"Plotka jest jak powój: nie da się jej tak po prostu wykarczować, nawet mieczem prawy. (...) plotki czasami dostają zadyszki i umierają śmiercią naturalną."
"Morderstwa w Somerset"
Anthony Horowitz
Dom Wydawniczy REBIS
Data wydania 26/09/2017
Liczba stron 544
Alan jest cenionym pisarzem. Czytelnicy uwielbiają stworzony przez niego cykl o detektywie Atticusie Pündzie. Susan dostaje do zredagowania maszynopis "Morderstw w Somerset". Jest to dziewiąta część serii o wyżej wspomnianym detektywie. Ta książka dosłownie odmieni jej życie. Nic już nie będzie takie jak wcześniej. Zanim pozna zakończenie "Morderstw.." będzie musiała zmierzyć się ze śledztwem w realnym życiu. W maszynopisie ukryta jest bowiem inna intryga, a tajemnice w nim zawarte pomogą Susan rozwiązać zagadkę prawdziwej zbrodni.

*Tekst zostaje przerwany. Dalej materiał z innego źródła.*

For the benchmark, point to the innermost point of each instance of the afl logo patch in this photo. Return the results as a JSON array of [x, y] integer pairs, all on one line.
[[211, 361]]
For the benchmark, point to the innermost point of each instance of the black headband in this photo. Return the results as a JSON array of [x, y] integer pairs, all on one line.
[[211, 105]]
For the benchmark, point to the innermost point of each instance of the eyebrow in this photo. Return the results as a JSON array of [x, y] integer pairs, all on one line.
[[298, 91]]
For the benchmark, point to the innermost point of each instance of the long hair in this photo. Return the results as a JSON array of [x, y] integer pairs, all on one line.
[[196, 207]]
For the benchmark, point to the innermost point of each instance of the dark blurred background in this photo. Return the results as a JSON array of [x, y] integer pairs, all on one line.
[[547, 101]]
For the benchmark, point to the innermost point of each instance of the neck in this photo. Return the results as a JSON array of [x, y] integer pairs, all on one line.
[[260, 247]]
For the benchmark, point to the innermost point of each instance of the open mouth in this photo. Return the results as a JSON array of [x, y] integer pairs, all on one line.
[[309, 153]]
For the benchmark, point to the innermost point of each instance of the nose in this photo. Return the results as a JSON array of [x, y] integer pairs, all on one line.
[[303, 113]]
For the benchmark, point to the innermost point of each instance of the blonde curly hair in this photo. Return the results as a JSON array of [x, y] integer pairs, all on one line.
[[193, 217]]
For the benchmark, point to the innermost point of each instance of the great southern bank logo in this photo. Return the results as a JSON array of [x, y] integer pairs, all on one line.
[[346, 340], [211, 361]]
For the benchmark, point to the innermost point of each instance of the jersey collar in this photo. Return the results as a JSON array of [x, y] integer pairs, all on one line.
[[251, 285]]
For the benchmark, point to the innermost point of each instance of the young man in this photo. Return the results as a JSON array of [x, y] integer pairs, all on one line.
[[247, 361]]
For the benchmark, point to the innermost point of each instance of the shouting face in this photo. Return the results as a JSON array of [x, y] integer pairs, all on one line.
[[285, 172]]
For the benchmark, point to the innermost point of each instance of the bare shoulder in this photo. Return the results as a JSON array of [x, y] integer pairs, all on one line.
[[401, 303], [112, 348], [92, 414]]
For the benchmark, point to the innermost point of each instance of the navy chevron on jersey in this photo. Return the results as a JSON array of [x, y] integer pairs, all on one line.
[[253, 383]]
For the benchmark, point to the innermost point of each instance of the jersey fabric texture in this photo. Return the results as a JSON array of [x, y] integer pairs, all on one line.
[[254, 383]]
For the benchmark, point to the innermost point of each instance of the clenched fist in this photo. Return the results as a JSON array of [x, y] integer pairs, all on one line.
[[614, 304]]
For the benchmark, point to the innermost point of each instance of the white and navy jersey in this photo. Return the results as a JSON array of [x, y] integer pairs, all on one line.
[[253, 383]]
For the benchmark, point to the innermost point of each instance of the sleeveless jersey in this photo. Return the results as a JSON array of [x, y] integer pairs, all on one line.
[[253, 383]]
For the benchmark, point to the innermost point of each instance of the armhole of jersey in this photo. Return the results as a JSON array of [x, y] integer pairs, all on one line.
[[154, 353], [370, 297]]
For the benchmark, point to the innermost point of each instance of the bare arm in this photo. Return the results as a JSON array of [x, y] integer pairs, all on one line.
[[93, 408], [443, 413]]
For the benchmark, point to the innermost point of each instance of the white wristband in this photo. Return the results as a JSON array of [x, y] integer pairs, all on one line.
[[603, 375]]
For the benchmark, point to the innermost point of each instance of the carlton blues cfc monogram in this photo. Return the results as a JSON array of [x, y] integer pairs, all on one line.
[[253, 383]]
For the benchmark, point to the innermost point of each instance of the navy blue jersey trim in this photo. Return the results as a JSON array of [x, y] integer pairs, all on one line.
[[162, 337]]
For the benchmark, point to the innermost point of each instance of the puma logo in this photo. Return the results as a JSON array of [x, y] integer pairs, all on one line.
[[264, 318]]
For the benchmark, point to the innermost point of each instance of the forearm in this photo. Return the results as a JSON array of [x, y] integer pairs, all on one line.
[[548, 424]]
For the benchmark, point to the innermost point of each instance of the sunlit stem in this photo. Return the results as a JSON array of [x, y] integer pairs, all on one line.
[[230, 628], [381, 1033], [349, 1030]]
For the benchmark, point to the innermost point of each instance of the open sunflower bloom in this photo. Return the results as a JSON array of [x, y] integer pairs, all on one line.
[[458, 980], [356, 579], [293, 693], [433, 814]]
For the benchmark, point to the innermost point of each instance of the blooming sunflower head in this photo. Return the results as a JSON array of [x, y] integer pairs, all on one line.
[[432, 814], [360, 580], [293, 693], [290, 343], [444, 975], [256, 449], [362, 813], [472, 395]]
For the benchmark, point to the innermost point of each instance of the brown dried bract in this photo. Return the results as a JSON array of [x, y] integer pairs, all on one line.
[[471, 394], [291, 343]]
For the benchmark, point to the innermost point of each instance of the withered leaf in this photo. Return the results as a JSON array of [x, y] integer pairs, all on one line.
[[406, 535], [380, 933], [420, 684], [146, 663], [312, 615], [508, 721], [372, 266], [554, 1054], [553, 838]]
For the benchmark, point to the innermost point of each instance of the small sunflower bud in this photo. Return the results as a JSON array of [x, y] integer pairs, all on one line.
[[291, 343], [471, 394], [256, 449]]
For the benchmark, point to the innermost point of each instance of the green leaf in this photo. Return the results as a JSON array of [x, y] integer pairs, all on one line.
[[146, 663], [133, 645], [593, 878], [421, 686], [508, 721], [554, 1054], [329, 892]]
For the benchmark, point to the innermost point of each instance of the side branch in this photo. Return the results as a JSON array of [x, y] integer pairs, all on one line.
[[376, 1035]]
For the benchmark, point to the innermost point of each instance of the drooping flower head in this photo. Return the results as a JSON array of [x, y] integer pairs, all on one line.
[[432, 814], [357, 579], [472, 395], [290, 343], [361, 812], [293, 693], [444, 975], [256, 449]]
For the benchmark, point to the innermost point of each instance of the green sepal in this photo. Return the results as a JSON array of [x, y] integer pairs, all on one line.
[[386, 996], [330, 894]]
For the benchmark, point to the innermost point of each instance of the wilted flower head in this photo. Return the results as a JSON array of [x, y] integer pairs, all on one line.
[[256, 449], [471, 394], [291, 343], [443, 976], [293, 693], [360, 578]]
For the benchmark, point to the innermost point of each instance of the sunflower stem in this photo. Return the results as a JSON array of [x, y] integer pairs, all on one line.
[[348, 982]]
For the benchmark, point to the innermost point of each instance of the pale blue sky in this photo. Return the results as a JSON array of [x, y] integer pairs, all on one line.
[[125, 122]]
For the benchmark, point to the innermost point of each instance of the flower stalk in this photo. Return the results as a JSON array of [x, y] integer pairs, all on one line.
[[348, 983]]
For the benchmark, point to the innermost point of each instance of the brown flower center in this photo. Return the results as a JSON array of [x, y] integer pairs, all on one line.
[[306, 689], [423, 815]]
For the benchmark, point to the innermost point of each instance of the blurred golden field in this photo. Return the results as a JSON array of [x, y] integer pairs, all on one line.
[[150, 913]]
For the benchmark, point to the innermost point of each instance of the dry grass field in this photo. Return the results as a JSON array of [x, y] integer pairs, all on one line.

"Morderstwa w Somerset" to pierwsza książka Anthonego Horowitza jaką do tej pory przeczytałam i na pewno nie ostatnia. Bez wątpienia autor ma niesamowity talent. Można powiedzieć, że ta pozycja zawiera w sobie dwie powieści- maszynopis, który Susan dostała do zredagowania oraz zagadkę, którą musi rozwiązać w realnym życiu. Co najciekawsze, obie historie są ze sobą powiązane.
Akcja morderstw w Somerset dzieje się w latach pięćdziesiątych XX w., a śledztwo Susan w czasach współczesnych. Historie napisane są inną czcionką, mają osobną numerację oraz wyczuwalną różnicę w narracji. Dodatkowo obie historię są wręcz przepełnione intrygami oraz wątkami, które na koniec łączą się w jedną całość.
W tej powieści jest bardzo dużo różnorodnych i co najważniejsze niewyidealizowanych postaci. W tej pozycji można wręcz przebierać w podejrzanych. Przez co momentami miałam mętlik w głowie.
Bardzo szybko "wgryzłam" się w fabułę. Głównie ze względu na świetną narrację i styl autora, dzięki któremu czułam się jakbym była w samym środku wydarzeń. Czytając tę książkę miałam wrażenie, że razem z detektywem
Pündem, bądź Susan prowadzę śledztwo.
Ta pozycja jest przesycona tajemnicami, zagadkami i ciekawymi bohaterami. Autor podrzuca czytelnikowi fałszywe tropy, które komplikują odgadnięcie, kto tak naprawdę jest winny. Na koniec i tak się okazało, że w historii były zawarte wszystkie potrzebne informacje do rozwikłania zagadki. Mimo, że starałam się naprawdę skupić, nie udało mi się jej rozwiązać. Zakończenie było wielkim zaskoczeniem.
"Kto próbuje zwalczać plotkę, ten tylko ją podsyca. Trzeba czekać, aż sama zgaśnie."
Za egzemplarz serdecznie dziękuję Wydawnictwu REBIS.